Le président français François Hollande, qui avait promis de s'attaquer au cumul de mandats en arrivant au pouvoir, se heurte à la résistance d'élus de son propre camp.        

Le président du groupe parlementaire socialiste au Sénat, François Rebsamen, qui est également maire de Dijon, a fait savoir la semaine dernière qu'il n'avait aucune intention de couper court à son poste exécutif local comme le souhaite le chef d'État.

« J'ai pris un engagement devant les électeurs, j'ai été élu pour six ans, jusqu'en 2014 je serai sénateur et maire », a déclaré le politicien à la radio avant de réitérer sa position dans une entrevue au quotidien Le Monde parue lundi.

Le Parti socialiste, dit-il, se tirerait « dans le pied » s'il imposait à ses élus de renoncer au cumul de mandats alors que les élus de droite n'envisagent pas de mesures de cette nature.

M. Rebsamen a prévenu la direction de la formation et le chef du gouvernement, Jean-Marc Ayrault, qu'il ne servait à rien « de jouer les matamores » à ce sujet alors que d'autres sujets plus importants s'imposent.

Un député socialiste de Meurthe-et-Moselle, Hervé Feron, qui est maire d'une petite commune, abonde dans son sens sur son blogue. Il s'insurge contre ceux qui traitent de « cumulards » les élus détenant à la fois un mandat parlementaire et un mandat local et fustige leur « malhonnêteté intellectuelle ».

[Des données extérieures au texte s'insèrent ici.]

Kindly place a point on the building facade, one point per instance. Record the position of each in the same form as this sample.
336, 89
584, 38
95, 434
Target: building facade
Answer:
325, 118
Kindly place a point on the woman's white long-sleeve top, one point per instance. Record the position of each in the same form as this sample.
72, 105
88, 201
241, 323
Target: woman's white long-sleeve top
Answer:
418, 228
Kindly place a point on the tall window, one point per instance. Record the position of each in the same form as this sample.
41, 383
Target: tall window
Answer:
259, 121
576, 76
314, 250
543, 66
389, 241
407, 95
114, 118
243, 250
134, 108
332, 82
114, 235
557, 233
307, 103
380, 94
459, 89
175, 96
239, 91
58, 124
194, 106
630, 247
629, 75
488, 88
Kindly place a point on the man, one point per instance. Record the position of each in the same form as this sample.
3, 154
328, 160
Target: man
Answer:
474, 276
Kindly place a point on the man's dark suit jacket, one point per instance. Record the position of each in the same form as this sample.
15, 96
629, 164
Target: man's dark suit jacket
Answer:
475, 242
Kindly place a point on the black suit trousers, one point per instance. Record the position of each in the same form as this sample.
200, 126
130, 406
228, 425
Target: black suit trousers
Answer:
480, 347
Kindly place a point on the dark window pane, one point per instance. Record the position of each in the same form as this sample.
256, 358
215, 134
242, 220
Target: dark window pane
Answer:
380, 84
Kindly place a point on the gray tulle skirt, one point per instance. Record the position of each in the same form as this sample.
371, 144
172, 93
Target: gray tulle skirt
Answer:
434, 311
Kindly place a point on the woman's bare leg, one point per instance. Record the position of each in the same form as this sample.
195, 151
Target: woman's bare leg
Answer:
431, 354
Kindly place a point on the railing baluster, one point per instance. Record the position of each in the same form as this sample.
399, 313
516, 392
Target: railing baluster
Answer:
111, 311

« Je n'ai rien volé pour en arriver là, je n'ai pas intrigué pour en arriver là, je ne dois rien à personne. Ce sont juste les électeurs qui m'ont élu », dit-il.

« Plafond de verre »

Le politicien s'est indigné des écrits d'une autre députée socialiste de Meurthe-et-Moselle, Chaynesse Khirouni, qui plaide dans une lettre ouverte pour le respect de la promesse de non-cumul faite par la gauche.

« Nous ne pouvons plus nous satisfaire des lacunes actuelles en terme de parité, de diversité sociale ou de renouvellement des générations qui sont la conséquence directe du cumul des mandats et des fonctions », a-t-elle souligné.

« Il est temps d'avancer à ce sujet. La France ne peut pas continuer à faire exception», ajoute en entrevue l'élue, qui voit le cumul de mandats comme un « plafond de verre » freinant l'émergence d'une classe politique plus diversifiée et plus représentative de la société française.

Selon un récent décompte du quotidien Le Monde, plus de 85 % des parlementaires ont également un ou plusieurs mandats locaux.

En 2010, le Parti socialiste avait adopté, sous la houlette de la première secrétaire Martine Aubry, une proposition, reprise par François Hollande, interdisant aux députés et aux sénateurs d'occuper en même temps un poste exécutif local.

Les candidats socialistes aux élections législatives se sont engagés à se conformer à cet engagement au plus tard trois mois après la formation d'un gouvernement socialiste. Mme Aubry a écrit aux élus du parti il y a quelques jours pour leur rappeler qu'ils avaient conséquemment jusqu'au 1er octobre pour procéder.

Après la sortie très remarquée de M. Rebsamen, Jean-Marc Ayrault a assuré que la promesse serait respectée et qu'une loi - touchant tous les élus - serait introduite à la fin de 2013.

Un porte-parole a suggéré par la suite que les élus ayant été nommés à leur fonction parlementaire avant 2010 - c'est le cas notamment du sénateur contestataire - pourraient conserver leurs fonctions jusqu'à son adoption.

La résistance des élus socialistes n'a pas échappé au site d'informations Rue89, qui vient de lancer un projet spécial pour faire pression sur les élus récalcitrants. Les citoyens sont invités à leur écrire par l'entremise des réseaux sociaux pour les pousser à agir.

« On a un devoir d'exemplarité : on dit ce qu'on fait et on fait ce qu'on dit », souligne Mme Khirouni.